The structure of the dictionary is quite simple. Let us say that we have to maintain a set **S**, of size **n**, and keys are taken from a universe **U**. The dictionary uses two hash tables, **T** and **T’**, each consisting of **r** slots (where **r** is slightly bigger than **n**). We have two hash functions **h**, **h’**: U → [r]. Every key **x**∈ **S** will either be stored in cell **h**(x) of **T** or in cell **h’**(x) of **T’**. This means *lookup* takes **O**(1) time as only 2 slots needs to be checked. *Deletion* and *updation* also take **O**(1) time as they first *lookup* the key and then delete or update the corresponding value.

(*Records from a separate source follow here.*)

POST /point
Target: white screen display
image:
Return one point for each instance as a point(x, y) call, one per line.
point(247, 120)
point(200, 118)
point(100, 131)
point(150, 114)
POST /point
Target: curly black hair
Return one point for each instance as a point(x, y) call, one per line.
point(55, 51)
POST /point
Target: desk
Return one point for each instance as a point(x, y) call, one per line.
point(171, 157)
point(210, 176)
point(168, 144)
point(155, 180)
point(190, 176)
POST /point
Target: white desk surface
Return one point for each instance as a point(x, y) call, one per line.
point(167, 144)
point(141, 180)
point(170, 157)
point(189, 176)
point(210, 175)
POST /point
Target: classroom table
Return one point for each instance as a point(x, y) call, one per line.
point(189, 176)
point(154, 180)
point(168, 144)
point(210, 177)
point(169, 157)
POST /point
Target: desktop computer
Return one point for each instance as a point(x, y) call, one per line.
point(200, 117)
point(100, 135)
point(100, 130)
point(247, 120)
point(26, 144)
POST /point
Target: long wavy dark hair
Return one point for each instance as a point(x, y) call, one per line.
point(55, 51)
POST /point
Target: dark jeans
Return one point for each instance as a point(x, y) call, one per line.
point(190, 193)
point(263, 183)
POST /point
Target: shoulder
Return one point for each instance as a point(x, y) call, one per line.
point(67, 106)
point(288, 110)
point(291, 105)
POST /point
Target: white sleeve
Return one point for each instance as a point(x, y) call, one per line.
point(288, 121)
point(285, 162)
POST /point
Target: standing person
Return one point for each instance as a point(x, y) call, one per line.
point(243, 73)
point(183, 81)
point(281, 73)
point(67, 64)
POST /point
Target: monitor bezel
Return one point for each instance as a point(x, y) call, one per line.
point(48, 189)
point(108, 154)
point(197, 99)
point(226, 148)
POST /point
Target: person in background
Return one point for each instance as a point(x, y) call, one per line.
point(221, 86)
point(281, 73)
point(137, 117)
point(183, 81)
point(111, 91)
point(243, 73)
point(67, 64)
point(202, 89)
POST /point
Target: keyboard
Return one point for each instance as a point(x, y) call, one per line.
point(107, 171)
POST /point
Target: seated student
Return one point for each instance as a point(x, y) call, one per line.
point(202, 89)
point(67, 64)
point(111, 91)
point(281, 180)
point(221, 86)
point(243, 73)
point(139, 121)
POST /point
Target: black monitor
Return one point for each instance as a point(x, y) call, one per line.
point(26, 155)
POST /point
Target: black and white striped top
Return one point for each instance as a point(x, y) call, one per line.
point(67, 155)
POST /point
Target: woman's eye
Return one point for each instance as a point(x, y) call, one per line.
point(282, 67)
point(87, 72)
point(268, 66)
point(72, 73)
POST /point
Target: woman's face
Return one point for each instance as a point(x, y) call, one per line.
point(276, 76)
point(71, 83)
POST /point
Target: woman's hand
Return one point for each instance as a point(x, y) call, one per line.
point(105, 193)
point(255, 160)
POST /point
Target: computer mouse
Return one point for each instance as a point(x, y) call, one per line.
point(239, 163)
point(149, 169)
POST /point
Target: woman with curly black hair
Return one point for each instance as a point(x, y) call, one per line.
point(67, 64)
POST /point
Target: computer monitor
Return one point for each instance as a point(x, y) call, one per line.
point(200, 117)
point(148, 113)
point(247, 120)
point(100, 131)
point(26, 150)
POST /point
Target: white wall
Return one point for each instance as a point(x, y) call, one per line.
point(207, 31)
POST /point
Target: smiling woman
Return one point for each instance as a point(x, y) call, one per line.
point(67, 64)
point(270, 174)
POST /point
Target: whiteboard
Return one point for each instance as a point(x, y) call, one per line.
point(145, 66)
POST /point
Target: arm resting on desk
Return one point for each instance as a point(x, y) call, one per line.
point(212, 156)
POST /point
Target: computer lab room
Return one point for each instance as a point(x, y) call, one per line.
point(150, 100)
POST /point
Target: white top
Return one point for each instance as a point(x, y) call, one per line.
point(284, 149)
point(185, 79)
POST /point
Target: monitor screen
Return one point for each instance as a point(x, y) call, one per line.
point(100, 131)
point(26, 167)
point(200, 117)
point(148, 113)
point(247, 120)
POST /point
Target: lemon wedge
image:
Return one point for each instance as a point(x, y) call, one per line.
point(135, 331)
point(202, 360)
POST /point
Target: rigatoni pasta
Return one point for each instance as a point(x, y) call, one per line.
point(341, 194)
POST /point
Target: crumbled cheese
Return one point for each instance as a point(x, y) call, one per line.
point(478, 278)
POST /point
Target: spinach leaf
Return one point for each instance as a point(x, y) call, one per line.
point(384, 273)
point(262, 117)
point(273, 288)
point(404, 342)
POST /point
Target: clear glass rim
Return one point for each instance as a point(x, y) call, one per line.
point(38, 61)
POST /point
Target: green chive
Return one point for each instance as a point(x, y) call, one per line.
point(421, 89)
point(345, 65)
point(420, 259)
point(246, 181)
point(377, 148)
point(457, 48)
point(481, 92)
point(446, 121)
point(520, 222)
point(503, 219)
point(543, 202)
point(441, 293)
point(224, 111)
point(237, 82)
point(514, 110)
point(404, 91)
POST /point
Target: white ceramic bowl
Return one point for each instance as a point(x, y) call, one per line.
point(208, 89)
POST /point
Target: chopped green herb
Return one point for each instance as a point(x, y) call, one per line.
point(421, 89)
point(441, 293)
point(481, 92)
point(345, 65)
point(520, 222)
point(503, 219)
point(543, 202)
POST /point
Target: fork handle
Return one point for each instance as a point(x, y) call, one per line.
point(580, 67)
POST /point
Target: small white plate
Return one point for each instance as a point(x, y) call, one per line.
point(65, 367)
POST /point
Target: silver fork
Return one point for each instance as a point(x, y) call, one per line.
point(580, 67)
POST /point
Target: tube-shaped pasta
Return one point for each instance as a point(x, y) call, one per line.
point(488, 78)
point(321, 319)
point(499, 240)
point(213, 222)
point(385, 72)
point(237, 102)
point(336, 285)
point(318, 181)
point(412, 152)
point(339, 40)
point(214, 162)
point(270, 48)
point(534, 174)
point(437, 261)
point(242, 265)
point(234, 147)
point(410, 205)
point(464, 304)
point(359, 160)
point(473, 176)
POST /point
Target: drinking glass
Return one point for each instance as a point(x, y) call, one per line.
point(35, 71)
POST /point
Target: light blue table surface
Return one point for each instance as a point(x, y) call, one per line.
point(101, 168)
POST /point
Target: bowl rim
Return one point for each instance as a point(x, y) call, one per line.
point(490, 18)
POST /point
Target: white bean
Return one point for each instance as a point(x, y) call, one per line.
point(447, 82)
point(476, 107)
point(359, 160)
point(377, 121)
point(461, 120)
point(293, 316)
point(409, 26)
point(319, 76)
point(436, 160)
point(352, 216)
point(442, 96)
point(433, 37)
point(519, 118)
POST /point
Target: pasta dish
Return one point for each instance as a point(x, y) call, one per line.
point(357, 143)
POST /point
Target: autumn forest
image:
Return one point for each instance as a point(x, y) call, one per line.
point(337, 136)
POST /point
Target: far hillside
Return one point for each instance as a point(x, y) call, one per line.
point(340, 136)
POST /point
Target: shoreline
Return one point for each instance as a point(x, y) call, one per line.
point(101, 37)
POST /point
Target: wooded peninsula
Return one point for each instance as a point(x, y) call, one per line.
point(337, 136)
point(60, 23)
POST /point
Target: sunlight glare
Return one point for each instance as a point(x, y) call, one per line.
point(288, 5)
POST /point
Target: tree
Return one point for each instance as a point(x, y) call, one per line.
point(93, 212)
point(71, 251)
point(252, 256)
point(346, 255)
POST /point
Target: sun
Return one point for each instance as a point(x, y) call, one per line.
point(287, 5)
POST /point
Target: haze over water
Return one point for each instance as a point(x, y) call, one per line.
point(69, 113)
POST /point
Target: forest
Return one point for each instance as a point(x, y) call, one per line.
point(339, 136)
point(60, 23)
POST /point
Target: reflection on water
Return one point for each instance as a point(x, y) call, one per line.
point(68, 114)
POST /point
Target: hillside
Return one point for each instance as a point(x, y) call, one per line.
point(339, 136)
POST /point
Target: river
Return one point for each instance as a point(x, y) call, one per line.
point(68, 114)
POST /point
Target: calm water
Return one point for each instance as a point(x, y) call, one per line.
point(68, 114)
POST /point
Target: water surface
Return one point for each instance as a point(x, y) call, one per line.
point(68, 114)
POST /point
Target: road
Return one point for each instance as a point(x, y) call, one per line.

*Insertion* is more interesting and involved than other operations because it uses, what the paper calls, “the cuckoo approach” where a key kicks other keys to it finds a nest for itself. To insert **x**, we check cell **h**(x) of **T**. If it is free then we are done else we update the value of this cell which would make the previous key “nestless”. Then we insert this newly displaced key in **T’** in the same manner iteratively till all keys find a nest. The number of iterations is bound by a constant, **MaxLoop**, to avoid closed loops. After **MaxLoop**number of iterations, a *rehash* is performed. A *rehash* will also be performed once **r^2** insertions have been performed since the last *rehash*. This is all one needs to know to implement their own cuckoo-hash. Simple and straightforward.

# Digging Deeper

The approach may, at first, sound like shifting the overhead of *lookup* to *insertion,* but there is more to it. We first need to understand what is a universal family.

A family of functions, where each function is defined from **U** → **R**, is (**c**, **k**)-universal if, for any **k** distinct **x**’s ∈ U , and any **k** **y**’s ∈ **R**, probability that any randomly chosen function from this family maps these **x**’s to **y**’s ≤ **c/|R|^k** . In effect, it puts a limit on the probability of collisions when randomly picking hashing functions from this family. The paper cites a paper by Alan Siegel to explain how to construct a hash family such that probability of collisions with a set of **r^2** keys is **O**(**1**/**n^2**).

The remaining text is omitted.